According to federal officials, the telemedicine providers were allegedly part of a complex scheme in which healthcare providers and an international call center convinced Medicare beneficiaries that they needed back, shoulder, wrist and/or knee braces, regardless of medical necessity. Those braces were prescribed either without any sort of evaluation or a phone call and were channeled through more than 100 durable medical equipment (DME) companies.

“The international call center allegedly paid illegal kickbacks and bribes to telemedicine companies to obtain DME orders for these Medicare beneficiaries,” the DOJ release noted. “The telemedicine companies then allegedly paid physicians to write medically unnecessary DME orders. Finally, the international call center sold the DME orders that it obtained from the telemedicine companies to DME companies, which fraudulently billed Medicare. Collectively, the CEOs, COOs, executives, business owners and medical professionals involved in the conspiracy are accused of causing over $1 billion in loss.”

The proceeds were allegedly laundered through international shell corporations and used to buy automobiles, yachts and real estate.

The DOJ was joined in the investigation by the FBI and the US Department of Health and Human Services’ Office of the Inspector General, executing more than 80 search warrants and charging 24 people.

In addition, the Center for Medicare & Medicaid Services’ Center for Program Integrity announced that it is taking “adverse administrative action” against 130 DME companies that had submitted over $1.7 billion in claims and were paid more than $900 million.

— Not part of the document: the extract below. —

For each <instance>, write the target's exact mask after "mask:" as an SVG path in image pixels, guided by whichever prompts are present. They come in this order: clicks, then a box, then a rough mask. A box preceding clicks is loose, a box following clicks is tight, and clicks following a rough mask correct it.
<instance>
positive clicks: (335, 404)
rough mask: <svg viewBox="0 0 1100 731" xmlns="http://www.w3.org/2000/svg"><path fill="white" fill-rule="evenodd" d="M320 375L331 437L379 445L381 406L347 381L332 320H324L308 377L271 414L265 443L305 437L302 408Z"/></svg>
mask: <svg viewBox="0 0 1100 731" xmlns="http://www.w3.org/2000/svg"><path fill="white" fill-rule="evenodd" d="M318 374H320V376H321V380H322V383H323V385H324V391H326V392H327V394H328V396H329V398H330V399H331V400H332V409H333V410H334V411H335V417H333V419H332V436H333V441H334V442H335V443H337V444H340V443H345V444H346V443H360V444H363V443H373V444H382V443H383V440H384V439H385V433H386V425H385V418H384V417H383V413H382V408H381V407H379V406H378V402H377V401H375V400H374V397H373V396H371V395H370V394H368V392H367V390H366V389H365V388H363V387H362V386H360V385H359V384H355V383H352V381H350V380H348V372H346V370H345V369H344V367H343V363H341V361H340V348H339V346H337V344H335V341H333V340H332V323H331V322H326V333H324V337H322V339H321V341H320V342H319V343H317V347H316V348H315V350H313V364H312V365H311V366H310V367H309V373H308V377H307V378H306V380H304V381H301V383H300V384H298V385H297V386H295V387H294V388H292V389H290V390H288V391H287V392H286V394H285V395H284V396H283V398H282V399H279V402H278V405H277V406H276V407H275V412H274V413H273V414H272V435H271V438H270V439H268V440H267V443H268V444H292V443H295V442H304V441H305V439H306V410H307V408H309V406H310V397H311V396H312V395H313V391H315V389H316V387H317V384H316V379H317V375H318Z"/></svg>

“The indictments we are unsealing today charge the defendants with running a complex, multilayered scheme to defraud our Medicare system and avoid detection by government regulators,” U.S. Attorney Craig Carpenito said in the press release. “The defendants took advantage of unwitting patients who were simply trying to get relief from their health concerns.  Instead, the defendants preyed upon their weakened state and pushed millions of dollars’ worth of unnecessary medical devices, which Medicare paid for, and then set up an elaborate system for laundering their ill-gotten proceeds.”